Un caso che si ripete
Quello documentato dalla BBC non è il primo scandalo che colpisce le coltivazioni del colosso britannico.
Già nel 2007, infatti, si era assistito a un evento drammatico, sempre in Kenya, nei pressi della città di Kericho.
Il caos era scoppiato a seguito della sconfitta alle elezioni presidenziali del candidato supportato dagli abitanti della città limitrofa alla piantagione.
I lavoratori che vivevano nella coltivazione di tè, appartenenti ad altre tribù, furono attaccati brutalmente dagli abitanti di Kericho, perchè ritenuti sostenitori del candidato vincitore.
Molti furono torturati e violentati sessualmente, e ci furono anche diverse vittime.
Chi riuscì a sopravvivere riportò gravi ferite, sia fisiche che psicologiche.
Le loro case furono bruciate o distrutte, i loro pochi averi rubati.

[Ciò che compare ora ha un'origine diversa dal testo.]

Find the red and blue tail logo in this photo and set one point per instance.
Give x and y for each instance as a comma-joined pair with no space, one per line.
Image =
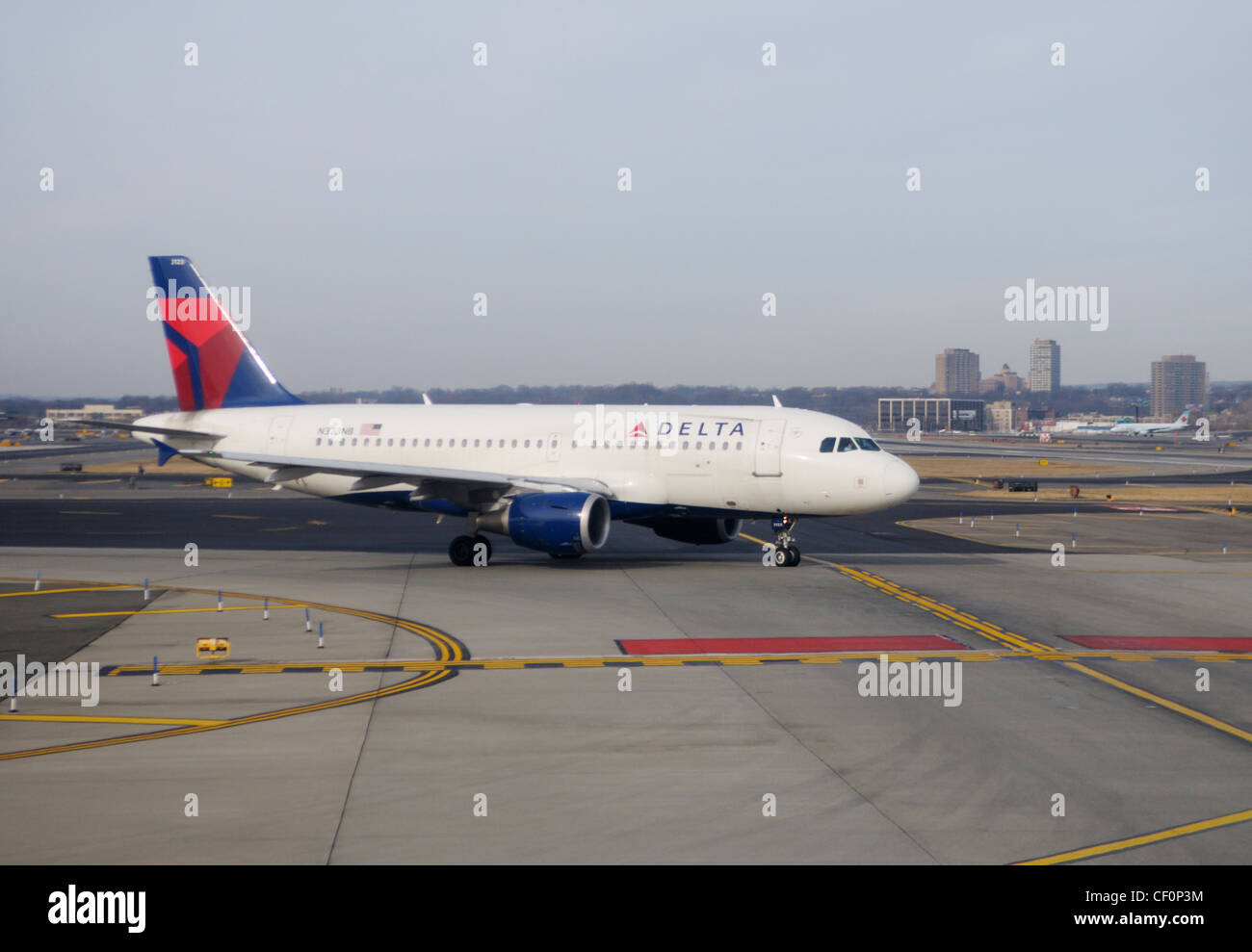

Numerosi furono quelli che non ebbero più il coraggio o la possibilità di tornare a lavorare nella piantagione.
La causa contro Unilever
I lavoratori che ebbero la forza di esporsi, intentarono nel 2016 una causa alla sede centrale di Unilever, nel Regno Unito.
Duecentodiciotto tra sopravvissuti e parenti delle vittime hanno denunciato l’accaduto, grazie alla collaborazione trovata in Leigh Day, un avvocato londinese, con l’obiettivo di richiedere un risarcimento alla multinazionale.
Unilever non aveva adottato alcuna misura per proteggere i lavoratori appartenenti alle etnie di minoranza.
Eppure, i segnali del caos e della violenza esplosi a seguito delle elezioni non erano mancati durante le settimane precedenti al voto.
I kenioti fedeli al candidato sconfitto, tra i quali figuravano anche diversi manager delle piantagioni di Unilever, avevano minacciato gli altri lavoratori, fino a impedire loro di andare a votare.
Le etnie di minoranza avevano cercato di sensibilizzare l’azienda su questo problema, ma invano.
La società si era attivata solo per proteggere le sue proprietà ed evacuare i suoi manager, lasciando, però, i lavoratori inermi.
Dopo che un giudice di Londra ha decretato illegittimo il processo alla casa madre di Unilever, i lavoratori si sono appellati alle Nazioni Unite.
La loro speranza è, ora, riposta nelle mani dell’organismo internazionale e dei suoi principi.